In its notice of investment dispute, SARL said the order from Sihle Dlamini issued in August 2014 that no more iron ore should be sold was ‘a deliberate attempt to create an artificial cash crisis’ at SG Iron in order to gain control of the company and expropriate the company of its investments. 

SARL linked the move to destroy the company to 6 April 2012 when the request was made by King Mswati III, for the US$10 million loan.
‘It appears to be the desire to avoid the repayment of this advance dividend / loan to HMK [His Majesty the King] that lies at the root of the expropriation of [SARL’s] investments in Swaziland,’ SARL stated.

1 February 2015
The Observer on Sunday, a newspaper in Swaziland, in effect owned by King Mswati, attacked SARL and its Notice of Investment Dispute. It quoted Sihle Dlamini, who called the notice ‘a smear campaign’. He also likened SARL to ‘terrorist’ organisations.

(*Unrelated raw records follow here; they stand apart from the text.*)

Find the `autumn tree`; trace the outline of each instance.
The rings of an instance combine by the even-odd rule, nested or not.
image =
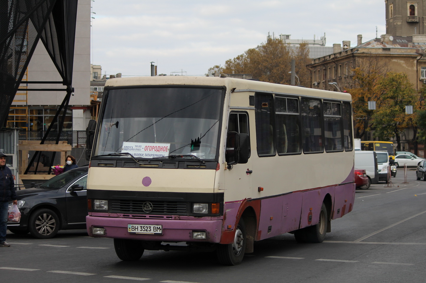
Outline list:
[[[310,73],[306,65],[311,61],[308,44],[303,43],[295,50],[279,39],[269,38],[256,49],[250,49],[235,58],[225,62],[220,72],[226,74],[251,74],[259,81],[276,84],[289,84],[291,79],[288,72],[291,62],[296,61],[296,74],[301,84],[309,84]],[[218,69],[216,65],[209,71]]]
[[[379,140],[394,138],[400,150],[401,133],[416,127],[416,119],[406,113],[406,105],[414,105],[418,97],[405,73],[388,72],[378,82],[375,87],[381,95],[371,116],[376,125],[374,135]]]
[[[352,83],[346,90],[352,95],[356,138],[362,138],[374,126],[371,118],[374,110],[368,110],[368,101],[380,103],[383,90],[378,87],[379,82],[388,71],[384,63],[373,57],[359,61],[353,70]]]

Following publication of this article, William Kirtley, attorney to SARL, wrote to the Observer, to say, ‘The only person who stood to gain anything from this was HMK [the King], since the joint venture had provided an advance payment / loan of US$10 million and, indeed, during one of the final board meetings it was repeatedly requested that this be written off SG Iron’s books.’

8 February 2015
The Observer on Sunday, part of the Swazi Observer group of newspapers, in effect owned by King Mswati and described bythe Media Institute of Southern Africa in a 2013 report on press freedom in the kingdom as ‘a pure propaganda machine for the royal family’, attacked SARL and said it was, ‘lying by claiming to have filed a notice of arbitration with the International Centre for Settlement of Investment Disputes (ICSID) against the Kingdom of Swaziland’. It said it had proof that no such notice had been lodged.

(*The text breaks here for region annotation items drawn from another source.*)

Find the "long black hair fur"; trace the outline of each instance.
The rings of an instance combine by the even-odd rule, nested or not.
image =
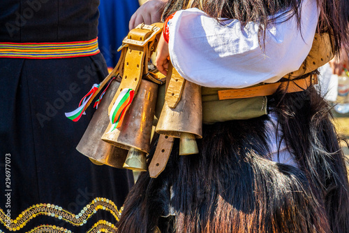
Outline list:
[[[179,155],[176,141],[158,178],[140,175],[118,232],[348,232],[348,181],[327,102],[311,87],[269,104],[299,168],[266,155],[268,116],[204,125],[199,155]]]
[[[318,32],[332,36],[338,53],[349,38],[349,1],[316,1]],[[164,17],[189,1],[170,0]],[[190,6],[261,28],[281,10],[300,20],[299,0],[194,0]],[[348,174],[329,105],[310,87],[279,90],[268,106],[297,167],[271,161],[269,115],[203,125],[198,155],[179,156],[175,141],[158,178],[140,176],[118,232],[349,232]]]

In fact, SARL had never claimed to have ‘filed a notice of arbitration.’ In a media release dated 29 January 2015, it was announced SARL had submitted ‘a notice of investment dispute’.  A notice of investment dispute is first filed to see if the amicable resolution of a dispute is possible. Only when it is clear that the amicable resolution of a dispute is not possible is the ‘Notice for Arbitration’ filed.